Je sais qu’il nous reste encore beaucoup de travail à faire. Le cheminement n’est pas fini. Il faut continuer. Je ne peux pas concevoir qu’on abandonne la cause dans un an et demi ou deux, après avoir fait tout ça, sans planifier pour l’avenir. Comme je l’ai déjà dit, on ne peut pas « décider » que la guérison sera terminée en 2010. Les choses ne marchent tout simplement pas comme ça.

Ce n’est pas que je veux que les gens continuent à souffrir. Ce n’est pas ça la question. Ce que nous disons, c’est que le besoin de guérison sera encore là parce que certaines personnes commenceront tout juste leur cheminement. Ça leur prendra beaucoup de temps pour se sortir de là, et il y en a qui veulent attendre pour voir comment notre cheminement se passe. C’est notre rôle en tant que leaders.

Je suis maintenant de retour chez moi, après avoir été parti si longtemps, je suis finalement chez moi, et je ne veux pas juste dire géographiquement. Je suis de retour là où je suis né et où j’ai grandi, après être parti pendant trente ans. Je pense que, partout où j’étais, je me sentais chez moi d’une certaine façon, n’importe où j’étais, parce que je pouvais vivre avec moi-même jusqu’à un certain point. Mais de retour chez moi, je me sens absolument complet.

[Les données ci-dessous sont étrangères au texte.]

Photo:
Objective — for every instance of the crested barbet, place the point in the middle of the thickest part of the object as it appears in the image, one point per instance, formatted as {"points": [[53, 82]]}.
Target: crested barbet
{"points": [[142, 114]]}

Il y a ma famille, mes frères et sœurs qui sont là. Mes nièces et mes amis sont là, et les gens qui me comprennent et ceux que je comprends sont là.

Le pensionnat, ce n’était pas chez nous. Nous étions très loin de la maison, très très loin émotivement, géographiquement et spirituellement. Nous étions si loin. Parfois, nous pensions que nous ne retournerions jamais chez nous.

Aussi, il faudra s’occuper de façon très importante de la question de l’impact intergénérationnel. Nos enfants et leurs enfants doivent participer pour s’assurer que, premièrement, ce genre de choses n’arrive plus jamais. Et je ne parle pas juste des pensionnats, parce que c’est quelque chose qui n’arrivera probablement plus jamais. Mais quand on permet aux autres de prendre le contrôle de notre vie, et quand les autres nous imposent leurs croyances et nous font nous sentir inférieurs, et qu’ils tentent de nous transformer en quelque chose que nous ne sommes pas, de changer notre mentalité, c’est ça que nous voulons dire par « s’assurer que ce genre de choses n’arrive plus jamais ».

Deuxièmement, nous devons nous assurer qu’ils comprennent les vraies conséquences de ce qui nous est arrivé, les conséquences de tout dire, les conséquences d’avoir à faire face à tout ça et d’avoir à affronter les difficultés de la vie d’une manière très dysfonctionnelle. Il faut qu’ils comprennent tout ça et qu’ils regardent en avant et qu’ils participent au processus de guérison. Quand ce sera fini, ils pourront prendre le flambeau. Ils pourront faire le travail. Nous pouvons les aider, les guider, mais ce travail doit être fait. Voilà ce que j’ai à dire.